Polarith AI
Planar Seek and Flee Bounds

front-end / back-end: AIMPlanarSeekBounds | PlanarSeekBounds
inherits from: AIMRadiusSteeringBehaviour | RadiusSteeringBehaviour


front-end / back-end: AIMPlanarFleeBounds | PlanarFleeBounds
inherits from: AIMRadiusSteeringBehaviour | PlanarSeekBounds

Note that the inspector of Planar Flee Bounds is equivalent to the inspector of Planar Seek Bounds.
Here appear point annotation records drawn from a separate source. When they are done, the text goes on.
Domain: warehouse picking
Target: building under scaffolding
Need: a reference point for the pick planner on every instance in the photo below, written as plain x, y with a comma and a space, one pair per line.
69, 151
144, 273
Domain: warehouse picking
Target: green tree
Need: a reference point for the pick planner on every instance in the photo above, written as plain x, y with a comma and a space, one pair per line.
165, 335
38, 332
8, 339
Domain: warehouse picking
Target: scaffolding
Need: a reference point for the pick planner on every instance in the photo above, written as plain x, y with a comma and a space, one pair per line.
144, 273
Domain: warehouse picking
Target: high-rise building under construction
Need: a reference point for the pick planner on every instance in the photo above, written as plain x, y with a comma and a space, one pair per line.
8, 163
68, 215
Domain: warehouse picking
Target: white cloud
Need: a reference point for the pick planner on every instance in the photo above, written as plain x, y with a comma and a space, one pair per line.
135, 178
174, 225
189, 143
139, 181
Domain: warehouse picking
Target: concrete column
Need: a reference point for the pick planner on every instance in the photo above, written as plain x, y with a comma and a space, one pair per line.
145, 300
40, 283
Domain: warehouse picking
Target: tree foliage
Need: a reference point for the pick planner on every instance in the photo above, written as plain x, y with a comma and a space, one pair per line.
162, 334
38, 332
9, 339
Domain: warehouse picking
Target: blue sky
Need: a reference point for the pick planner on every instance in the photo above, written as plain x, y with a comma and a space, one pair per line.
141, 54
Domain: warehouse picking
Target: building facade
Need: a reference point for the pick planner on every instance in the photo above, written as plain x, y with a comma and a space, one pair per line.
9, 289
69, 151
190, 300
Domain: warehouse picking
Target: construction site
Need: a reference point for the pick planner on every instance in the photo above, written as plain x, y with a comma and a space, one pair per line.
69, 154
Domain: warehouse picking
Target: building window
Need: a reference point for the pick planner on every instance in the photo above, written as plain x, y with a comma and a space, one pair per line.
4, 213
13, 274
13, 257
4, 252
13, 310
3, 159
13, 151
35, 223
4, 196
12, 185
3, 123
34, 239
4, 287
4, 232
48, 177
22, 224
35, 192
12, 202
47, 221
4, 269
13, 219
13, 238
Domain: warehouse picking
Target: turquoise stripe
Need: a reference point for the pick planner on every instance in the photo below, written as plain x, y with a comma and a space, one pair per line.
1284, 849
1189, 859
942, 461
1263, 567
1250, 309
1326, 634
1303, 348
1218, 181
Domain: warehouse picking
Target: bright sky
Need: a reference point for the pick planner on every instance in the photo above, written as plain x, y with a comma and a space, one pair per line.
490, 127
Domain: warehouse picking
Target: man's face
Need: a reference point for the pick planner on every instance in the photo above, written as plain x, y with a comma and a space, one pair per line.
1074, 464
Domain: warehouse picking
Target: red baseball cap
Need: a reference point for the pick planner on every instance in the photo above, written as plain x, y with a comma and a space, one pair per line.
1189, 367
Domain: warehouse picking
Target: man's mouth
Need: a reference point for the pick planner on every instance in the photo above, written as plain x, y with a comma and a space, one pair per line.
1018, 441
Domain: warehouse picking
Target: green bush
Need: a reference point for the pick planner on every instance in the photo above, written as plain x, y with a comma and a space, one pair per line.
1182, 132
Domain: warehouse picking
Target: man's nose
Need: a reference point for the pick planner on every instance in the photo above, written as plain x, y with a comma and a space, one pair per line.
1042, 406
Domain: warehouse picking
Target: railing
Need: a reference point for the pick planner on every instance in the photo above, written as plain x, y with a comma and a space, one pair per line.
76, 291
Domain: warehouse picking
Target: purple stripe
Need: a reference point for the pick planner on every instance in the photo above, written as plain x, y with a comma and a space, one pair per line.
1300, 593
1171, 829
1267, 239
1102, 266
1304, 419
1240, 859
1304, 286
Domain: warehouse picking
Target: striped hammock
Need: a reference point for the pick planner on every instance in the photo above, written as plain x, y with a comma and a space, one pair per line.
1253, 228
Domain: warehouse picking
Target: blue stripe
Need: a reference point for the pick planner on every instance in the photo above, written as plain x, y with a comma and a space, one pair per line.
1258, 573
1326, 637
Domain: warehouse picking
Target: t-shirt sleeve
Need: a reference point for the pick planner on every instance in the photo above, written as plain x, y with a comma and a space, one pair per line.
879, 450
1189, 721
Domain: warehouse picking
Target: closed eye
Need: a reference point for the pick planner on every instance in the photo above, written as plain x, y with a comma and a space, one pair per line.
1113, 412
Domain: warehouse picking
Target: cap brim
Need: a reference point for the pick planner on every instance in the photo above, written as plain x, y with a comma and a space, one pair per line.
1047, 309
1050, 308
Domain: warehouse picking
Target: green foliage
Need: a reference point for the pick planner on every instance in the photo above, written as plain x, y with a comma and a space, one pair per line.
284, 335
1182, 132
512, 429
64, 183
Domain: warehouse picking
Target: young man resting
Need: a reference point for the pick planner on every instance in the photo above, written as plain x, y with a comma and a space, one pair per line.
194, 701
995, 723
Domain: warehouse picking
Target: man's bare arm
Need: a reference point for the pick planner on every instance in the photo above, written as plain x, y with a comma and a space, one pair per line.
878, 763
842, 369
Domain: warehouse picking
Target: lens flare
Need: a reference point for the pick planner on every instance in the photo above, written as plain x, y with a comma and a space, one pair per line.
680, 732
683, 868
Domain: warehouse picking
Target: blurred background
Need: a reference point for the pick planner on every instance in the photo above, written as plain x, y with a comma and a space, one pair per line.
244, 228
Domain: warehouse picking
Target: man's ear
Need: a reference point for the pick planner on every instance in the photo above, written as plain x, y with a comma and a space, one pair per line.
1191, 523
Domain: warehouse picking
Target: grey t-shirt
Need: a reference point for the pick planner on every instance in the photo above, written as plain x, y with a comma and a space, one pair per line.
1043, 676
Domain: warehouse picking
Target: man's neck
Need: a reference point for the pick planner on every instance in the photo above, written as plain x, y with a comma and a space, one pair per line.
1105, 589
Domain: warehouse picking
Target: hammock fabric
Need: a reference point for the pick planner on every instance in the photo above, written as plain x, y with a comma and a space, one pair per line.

For many cases, the simple Seek behaviour might be sufficient, but for many other cases, the collider information of an object needs to be considered, too. Therefore, Planar Seek Bounds was made. Figure 1 illustrates the functionality of this behaviour. All receptors which face directly the percept's bounds receive a magnitude of 1, which may be interpreted as maximum danger. Every other receptor gets a magnitude of 0. Anyway, it is also possible to affect the adjacent receptors using Spread, as shown in Figure 2. Planar Flee Bounds works exactly like Planar Seek Bounds except that it inverts the response direction. The general functionality of Planar Seek Bounds and Planar Flee Bounds is illustrated in Figure 1.

Figure 1: Shows the results of Planar Seek Bounds applied to four different agents. The dotted lines are examples to show how corners of the bounds are perceived.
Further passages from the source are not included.